El acrónimo dejó intrigado a Tomás.

—¿FSB? —preguntó sorprendido—. ¿Qué es eso?

—Federalnaia Sluzhba Bezopasnosti —dijo el coronel, como si sus palabras lo aclararan todo.

El historiador mantuvo la expresión inquisitiva.

—Vale, ¿y qué significa eso?

—El FSB es el sucesor del KGB —explicó Rebecca—. El coronel Alekséiev es nuestro contacto informal en el FSB. —Se volvió hacia el ruso—. Oiga: me imagino que han analizado en detalle la fotografía que les enviamos desde Pakistán. ¿Ya tienen una respuesta al respecto?

El coronel dejó el vaso vacío sobre la mesa de cristal, cogió la botella y se sirvió más vodka.

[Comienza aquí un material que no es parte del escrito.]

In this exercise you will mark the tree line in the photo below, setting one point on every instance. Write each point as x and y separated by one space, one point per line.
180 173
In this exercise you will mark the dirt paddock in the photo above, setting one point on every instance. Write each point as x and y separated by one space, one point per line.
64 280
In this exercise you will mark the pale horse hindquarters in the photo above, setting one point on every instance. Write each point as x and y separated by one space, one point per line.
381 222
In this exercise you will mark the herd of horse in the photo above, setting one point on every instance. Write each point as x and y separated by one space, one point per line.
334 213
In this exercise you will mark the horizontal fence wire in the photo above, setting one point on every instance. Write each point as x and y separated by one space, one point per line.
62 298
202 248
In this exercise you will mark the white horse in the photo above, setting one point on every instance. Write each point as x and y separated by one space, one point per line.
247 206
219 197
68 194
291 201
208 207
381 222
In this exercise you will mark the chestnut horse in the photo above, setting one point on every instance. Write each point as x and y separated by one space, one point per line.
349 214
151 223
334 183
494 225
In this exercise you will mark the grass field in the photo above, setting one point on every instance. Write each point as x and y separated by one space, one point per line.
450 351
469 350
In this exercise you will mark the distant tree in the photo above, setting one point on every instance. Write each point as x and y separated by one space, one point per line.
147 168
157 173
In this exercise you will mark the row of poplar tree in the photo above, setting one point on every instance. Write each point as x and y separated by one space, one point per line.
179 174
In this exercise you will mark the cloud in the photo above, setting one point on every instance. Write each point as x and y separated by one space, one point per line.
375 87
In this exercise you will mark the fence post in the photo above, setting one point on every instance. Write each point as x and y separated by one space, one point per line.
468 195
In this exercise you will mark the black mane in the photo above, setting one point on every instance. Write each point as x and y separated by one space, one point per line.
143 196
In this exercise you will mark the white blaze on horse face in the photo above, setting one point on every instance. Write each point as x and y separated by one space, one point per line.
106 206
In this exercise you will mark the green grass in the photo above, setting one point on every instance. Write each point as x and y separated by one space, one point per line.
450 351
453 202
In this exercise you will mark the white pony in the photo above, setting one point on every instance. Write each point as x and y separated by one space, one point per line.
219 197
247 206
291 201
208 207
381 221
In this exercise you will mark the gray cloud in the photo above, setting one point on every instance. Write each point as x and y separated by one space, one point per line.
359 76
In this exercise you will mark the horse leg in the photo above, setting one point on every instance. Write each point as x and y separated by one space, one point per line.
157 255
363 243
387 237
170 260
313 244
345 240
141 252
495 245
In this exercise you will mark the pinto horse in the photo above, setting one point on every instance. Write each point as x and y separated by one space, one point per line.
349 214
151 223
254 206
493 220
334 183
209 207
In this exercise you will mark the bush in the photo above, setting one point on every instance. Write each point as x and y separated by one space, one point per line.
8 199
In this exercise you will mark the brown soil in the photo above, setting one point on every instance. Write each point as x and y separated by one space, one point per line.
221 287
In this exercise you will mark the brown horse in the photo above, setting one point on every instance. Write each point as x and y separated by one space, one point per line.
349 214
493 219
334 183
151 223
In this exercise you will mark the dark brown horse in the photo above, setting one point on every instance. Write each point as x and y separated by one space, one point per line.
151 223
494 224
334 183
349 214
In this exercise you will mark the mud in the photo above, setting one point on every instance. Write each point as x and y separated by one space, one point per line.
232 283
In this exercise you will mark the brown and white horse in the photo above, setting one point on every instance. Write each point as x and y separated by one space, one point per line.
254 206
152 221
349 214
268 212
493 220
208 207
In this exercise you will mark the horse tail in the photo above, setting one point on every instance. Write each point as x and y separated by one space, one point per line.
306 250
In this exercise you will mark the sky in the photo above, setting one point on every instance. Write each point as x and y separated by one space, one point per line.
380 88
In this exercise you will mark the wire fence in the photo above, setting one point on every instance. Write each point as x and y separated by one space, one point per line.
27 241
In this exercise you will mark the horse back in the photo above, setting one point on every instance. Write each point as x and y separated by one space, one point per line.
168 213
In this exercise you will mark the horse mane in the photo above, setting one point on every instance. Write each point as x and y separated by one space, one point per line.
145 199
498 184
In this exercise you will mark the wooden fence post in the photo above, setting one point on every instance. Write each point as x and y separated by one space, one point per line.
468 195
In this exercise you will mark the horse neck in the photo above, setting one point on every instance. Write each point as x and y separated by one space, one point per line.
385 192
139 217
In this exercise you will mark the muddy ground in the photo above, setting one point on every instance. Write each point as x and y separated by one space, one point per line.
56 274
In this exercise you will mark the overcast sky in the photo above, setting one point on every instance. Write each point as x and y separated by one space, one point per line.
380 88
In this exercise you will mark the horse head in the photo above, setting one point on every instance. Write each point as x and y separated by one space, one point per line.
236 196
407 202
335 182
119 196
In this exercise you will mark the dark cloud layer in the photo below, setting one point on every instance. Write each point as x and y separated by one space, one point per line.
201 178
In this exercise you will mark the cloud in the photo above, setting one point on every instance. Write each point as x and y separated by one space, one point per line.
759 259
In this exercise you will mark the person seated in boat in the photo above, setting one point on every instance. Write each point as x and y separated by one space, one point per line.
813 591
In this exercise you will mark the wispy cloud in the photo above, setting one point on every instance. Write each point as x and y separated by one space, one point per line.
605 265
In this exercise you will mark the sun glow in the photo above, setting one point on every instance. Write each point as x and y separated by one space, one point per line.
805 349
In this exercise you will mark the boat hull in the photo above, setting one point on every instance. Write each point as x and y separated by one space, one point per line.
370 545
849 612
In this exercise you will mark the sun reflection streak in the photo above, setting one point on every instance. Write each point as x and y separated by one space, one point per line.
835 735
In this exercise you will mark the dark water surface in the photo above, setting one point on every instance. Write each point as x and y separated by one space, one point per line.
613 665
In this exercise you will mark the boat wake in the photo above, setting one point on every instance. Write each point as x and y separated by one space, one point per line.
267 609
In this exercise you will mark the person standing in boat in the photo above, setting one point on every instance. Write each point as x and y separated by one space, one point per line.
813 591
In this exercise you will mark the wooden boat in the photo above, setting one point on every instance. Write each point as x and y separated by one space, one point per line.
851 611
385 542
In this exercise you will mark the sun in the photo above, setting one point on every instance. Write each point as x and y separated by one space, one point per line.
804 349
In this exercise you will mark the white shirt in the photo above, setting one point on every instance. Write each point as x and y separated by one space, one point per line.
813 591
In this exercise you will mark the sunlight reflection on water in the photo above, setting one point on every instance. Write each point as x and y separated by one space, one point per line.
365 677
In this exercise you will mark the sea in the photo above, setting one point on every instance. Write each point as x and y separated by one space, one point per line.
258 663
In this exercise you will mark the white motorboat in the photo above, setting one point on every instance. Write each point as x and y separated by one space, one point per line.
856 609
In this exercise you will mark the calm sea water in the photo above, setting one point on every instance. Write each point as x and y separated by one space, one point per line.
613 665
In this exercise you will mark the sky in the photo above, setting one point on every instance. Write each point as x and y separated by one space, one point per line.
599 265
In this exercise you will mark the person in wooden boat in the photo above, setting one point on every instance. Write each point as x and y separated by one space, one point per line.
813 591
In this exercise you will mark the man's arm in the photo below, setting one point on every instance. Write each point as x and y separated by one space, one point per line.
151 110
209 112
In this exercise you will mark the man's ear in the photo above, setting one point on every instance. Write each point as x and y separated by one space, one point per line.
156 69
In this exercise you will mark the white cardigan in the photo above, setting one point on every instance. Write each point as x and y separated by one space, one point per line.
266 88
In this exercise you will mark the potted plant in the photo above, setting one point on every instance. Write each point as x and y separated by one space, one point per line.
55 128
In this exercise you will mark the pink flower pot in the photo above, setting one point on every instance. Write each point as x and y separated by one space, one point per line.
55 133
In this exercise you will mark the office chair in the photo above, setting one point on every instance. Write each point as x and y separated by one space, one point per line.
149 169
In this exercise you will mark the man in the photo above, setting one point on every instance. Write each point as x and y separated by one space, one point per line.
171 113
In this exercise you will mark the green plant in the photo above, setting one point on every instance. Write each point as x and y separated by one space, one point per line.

—Tengo todo lo que necesitan —prometió—. Pero primero han de hacerme un favor.

—Lo que desee.

—Quiero que contemplen una de las maravillas de la naturaleza.

—Ah, ¿sí? —dijo Rebecca sorprendida—. ¿Qué?

El coronel dio un grito. La puerta de la salita se abrió y el guardia de seguridad se asomó para ver qué quería.

—Sasha —dijo Alekséiev—. Ve a buscar a Natalia.